Rosalyn LaPier: the Blackfeet’s “invisible reality”


My guest on this week’s programme is Rosalyn LaPier who’s associate professor in the Environmental Studies Program at the University of Montana and a research associate at the National Museum of Natural History. I spoke to Rosalyn recently on the phone from Montana about her new book Invisible Reality, which is published by Nebraska University Press. In it, she looks at the beliefs, culture and history of the Blackfeet tribe of the northern Great Plains.
Rosalyn is herself an enrolled Blackfeet tribal member and her book very deftly weaves in personal and family history with the wider history and culture of the tribe, a difficult balancing act to perform, but one which I think she accomplishes with great aplomb.

In the preface to her book, Rosalyn writes:

‘For me the Blackfeet past is a foreign country, a different world.
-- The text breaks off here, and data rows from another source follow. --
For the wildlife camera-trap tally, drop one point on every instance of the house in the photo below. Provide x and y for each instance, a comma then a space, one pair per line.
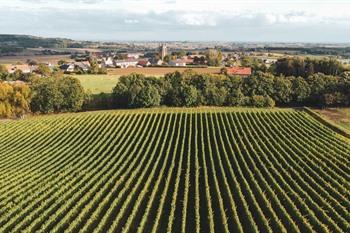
68, 67
126, 63
178, 62
156, 62
83, 65
134, 55
242, 71
25, 68
143, 63
108, 62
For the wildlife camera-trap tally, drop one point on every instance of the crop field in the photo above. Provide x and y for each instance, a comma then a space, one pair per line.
98, 83
39, 58
174, 170
161, 71
340, 116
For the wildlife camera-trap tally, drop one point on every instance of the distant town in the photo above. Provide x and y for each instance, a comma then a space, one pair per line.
25, 53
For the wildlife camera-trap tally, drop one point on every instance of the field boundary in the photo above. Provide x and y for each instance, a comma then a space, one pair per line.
327, 122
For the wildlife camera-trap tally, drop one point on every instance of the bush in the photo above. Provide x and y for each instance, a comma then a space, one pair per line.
57, 95
14, 99
136, 91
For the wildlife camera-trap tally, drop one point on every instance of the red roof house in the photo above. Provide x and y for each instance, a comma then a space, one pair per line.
243, 71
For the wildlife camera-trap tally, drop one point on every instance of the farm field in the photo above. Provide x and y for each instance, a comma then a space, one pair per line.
161, 71
98, 83
105, 83
42, 58
340, 116
174, 170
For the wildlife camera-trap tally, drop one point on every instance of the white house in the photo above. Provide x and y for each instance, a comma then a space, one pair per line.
108, 62
178, 62
126, 63
68, 67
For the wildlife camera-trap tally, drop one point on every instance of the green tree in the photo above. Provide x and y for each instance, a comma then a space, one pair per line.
56, 95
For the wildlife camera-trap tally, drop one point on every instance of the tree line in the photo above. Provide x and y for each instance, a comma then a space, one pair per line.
189, 89
51, 92
41, 95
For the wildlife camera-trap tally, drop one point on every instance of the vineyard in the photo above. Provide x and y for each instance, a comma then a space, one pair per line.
174, 170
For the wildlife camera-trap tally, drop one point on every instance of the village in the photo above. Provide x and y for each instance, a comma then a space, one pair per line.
99, 62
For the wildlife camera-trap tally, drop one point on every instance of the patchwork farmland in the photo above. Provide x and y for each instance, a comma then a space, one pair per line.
174, 170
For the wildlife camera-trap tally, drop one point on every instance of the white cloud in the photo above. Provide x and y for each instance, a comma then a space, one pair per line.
131, 21
178, 19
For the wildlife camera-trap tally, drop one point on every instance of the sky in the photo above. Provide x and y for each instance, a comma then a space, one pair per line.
180, 20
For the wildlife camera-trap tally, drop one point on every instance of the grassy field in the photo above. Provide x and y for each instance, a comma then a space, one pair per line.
105, 83
174, 170
98, 83
340, 116
22, 59
160, 71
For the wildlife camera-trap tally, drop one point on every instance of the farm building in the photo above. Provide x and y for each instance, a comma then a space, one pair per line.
143, 63
126, 63
25, 68
242, 71
178, 62
68, 67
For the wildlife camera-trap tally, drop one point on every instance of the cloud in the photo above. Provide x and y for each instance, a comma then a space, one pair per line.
131, 21
177, 20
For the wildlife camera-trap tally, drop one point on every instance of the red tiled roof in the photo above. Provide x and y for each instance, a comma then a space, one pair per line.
239, 70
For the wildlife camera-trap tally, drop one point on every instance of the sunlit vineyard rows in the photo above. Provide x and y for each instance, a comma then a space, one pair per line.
174, 170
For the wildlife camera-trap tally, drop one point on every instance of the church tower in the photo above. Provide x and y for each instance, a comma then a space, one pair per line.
163, 51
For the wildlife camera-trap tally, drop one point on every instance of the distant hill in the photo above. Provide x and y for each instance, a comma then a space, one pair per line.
17, 43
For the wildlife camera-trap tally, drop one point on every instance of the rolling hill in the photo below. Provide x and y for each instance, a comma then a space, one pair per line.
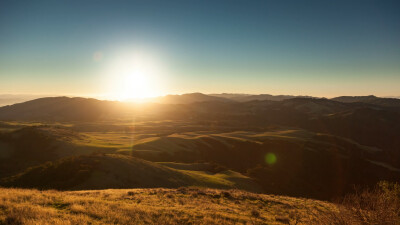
105, 171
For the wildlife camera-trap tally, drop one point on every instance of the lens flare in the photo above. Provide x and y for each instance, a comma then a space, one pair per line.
270, 158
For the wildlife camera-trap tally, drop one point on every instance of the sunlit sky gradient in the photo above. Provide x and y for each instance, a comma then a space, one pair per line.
320, 48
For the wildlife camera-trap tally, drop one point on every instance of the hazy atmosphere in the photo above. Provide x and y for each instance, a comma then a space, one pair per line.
136, 49
200, 112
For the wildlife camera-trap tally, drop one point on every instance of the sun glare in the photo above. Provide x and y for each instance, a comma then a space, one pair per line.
135, 77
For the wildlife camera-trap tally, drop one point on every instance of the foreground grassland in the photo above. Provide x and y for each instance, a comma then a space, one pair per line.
156, 206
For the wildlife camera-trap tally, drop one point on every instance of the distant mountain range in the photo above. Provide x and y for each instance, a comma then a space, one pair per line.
320, 142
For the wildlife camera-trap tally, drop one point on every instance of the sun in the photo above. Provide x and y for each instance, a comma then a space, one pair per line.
135, 77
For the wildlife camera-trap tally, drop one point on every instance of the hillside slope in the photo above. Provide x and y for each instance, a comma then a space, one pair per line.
155, 206
119, 171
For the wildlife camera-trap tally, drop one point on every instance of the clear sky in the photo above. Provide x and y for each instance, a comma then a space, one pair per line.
110, 47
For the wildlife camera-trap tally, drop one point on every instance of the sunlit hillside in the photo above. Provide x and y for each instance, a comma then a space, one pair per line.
156, 206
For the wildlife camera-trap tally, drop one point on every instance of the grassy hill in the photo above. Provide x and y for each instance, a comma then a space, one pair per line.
156, 206
120, 171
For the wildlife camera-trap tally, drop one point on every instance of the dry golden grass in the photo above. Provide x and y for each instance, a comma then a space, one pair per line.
155, 206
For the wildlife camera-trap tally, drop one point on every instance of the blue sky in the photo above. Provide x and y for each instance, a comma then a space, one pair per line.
320, 48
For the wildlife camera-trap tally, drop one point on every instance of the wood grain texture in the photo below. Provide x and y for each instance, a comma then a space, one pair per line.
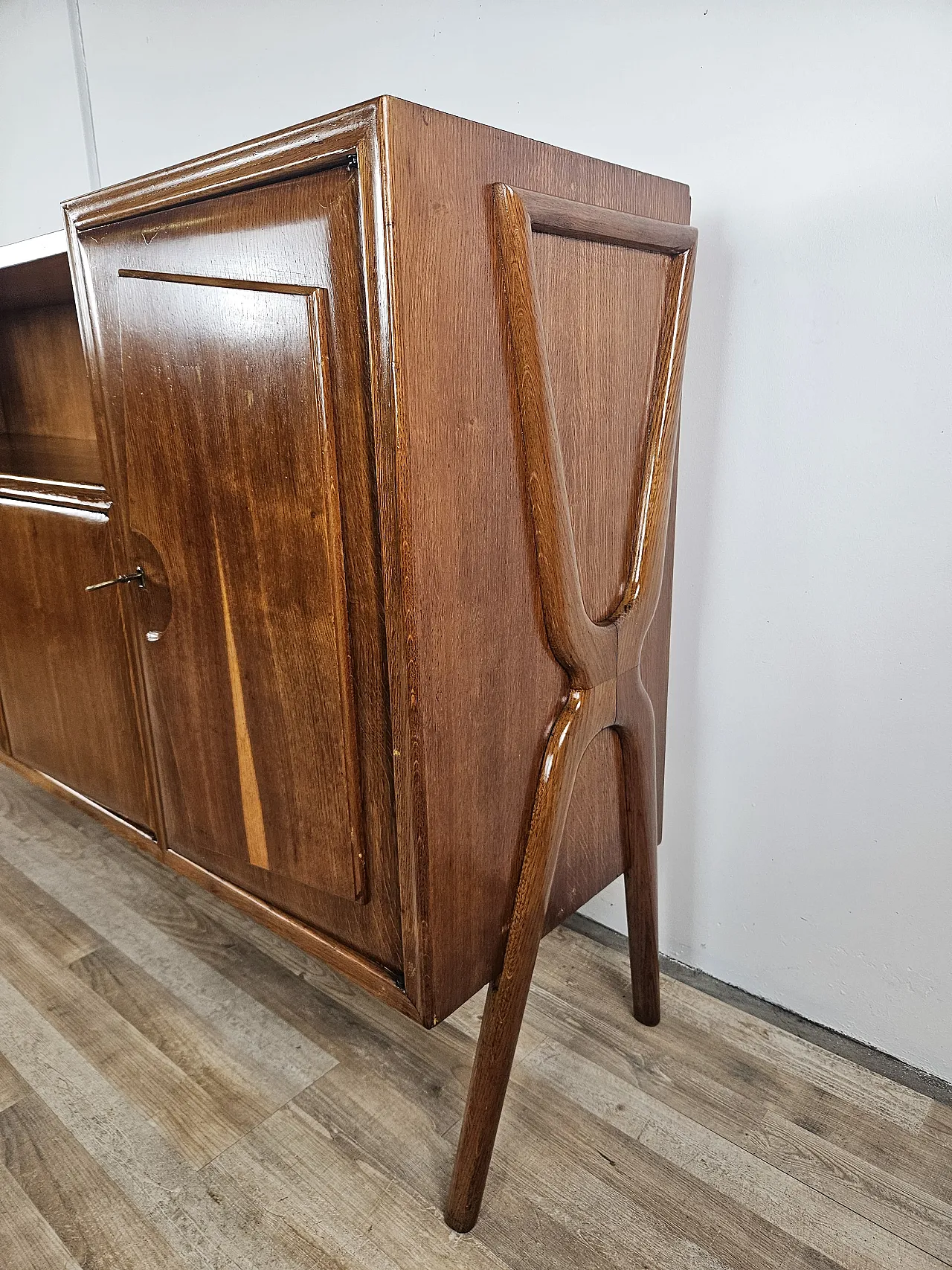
332, 833
593, 654
64, 677
233, 481
461, 434
679, 1146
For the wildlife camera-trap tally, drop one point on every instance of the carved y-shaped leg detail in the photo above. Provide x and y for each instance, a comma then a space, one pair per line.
636, 728
584, 715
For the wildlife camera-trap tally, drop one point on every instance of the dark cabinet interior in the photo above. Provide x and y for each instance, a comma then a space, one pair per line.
66, 690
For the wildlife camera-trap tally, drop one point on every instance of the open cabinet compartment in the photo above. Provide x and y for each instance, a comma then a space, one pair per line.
48, 429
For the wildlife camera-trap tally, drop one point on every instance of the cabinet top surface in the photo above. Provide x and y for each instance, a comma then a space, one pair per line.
292, 150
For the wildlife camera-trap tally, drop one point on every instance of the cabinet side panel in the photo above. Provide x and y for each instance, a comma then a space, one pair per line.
488, 686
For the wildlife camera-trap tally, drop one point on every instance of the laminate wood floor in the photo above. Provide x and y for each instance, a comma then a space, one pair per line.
181, 1088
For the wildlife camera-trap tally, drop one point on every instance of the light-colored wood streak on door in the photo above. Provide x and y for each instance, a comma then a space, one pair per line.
248, 780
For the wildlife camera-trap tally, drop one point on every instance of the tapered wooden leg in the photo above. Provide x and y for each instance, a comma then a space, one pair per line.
637, 736
587, 711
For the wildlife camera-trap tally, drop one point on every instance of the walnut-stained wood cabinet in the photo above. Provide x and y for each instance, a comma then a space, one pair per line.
389, 413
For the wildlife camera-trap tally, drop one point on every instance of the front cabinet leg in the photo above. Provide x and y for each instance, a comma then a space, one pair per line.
636, 729
585, 713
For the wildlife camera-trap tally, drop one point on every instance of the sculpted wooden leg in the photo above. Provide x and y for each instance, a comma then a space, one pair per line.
636, 727
587, 711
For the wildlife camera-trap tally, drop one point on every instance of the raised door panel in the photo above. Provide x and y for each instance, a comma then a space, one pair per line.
64, 676
233, 479
233, 343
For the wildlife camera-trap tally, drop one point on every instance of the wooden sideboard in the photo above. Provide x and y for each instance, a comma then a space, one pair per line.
387, 424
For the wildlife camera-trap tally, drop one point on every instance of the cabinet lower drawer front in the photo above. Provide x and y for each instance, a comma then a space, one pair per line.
65, 680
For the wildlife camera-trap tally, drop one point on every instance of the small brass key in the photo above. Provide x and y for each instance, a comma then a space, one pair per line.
138, 578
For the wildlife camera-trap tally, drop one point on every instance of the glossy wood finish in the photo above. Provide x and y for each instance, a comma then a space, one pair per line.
484, 686
493, 610
593, 654
64, 679
233, 481
714, 1141
286, 254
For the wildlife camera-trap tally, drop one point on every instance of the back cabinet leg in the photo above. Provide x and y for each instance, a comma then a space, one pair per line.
637, 738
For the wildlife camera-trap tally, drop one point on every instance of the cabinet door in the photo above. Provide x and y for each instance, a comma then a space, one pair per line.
242, 344
64, 675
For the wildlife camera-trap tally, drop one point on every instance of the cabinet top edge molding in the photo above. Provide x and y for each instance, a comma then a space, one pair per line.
33, 249
289, 151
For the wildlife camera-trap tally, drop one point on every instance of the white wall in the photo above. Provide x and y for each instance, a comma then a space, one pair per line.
808, 850
42, 156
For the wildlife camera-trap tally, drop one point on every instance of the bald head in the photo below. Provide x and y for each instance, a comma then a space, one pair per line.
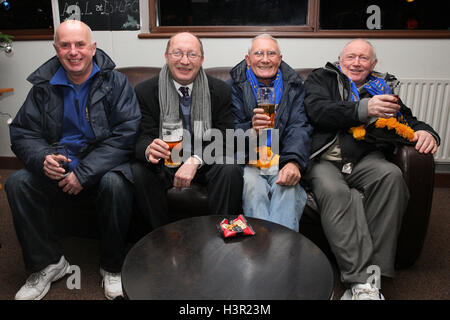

When my grandparents grew up, they spoke a different language, practised a different religion, ate different foods, and had different customs than they had in the modern world. When I look at their past, I am truly looking at a foreign place.’

So the key questions we are pursuing in this programme are: how did the Blackfeet conceive of their world (in particular, what to a Western viewpoint looks like the interpenetration of the natural and supernatural worlds), and how did they respond to the multiple assaults on their civilization from the mid-19th century on – the disappearance of the bison, loss of much of their land, the ‘hunger winter’ of 1883-4, and acculturation through the enforced learning of English and adoption of Christianity?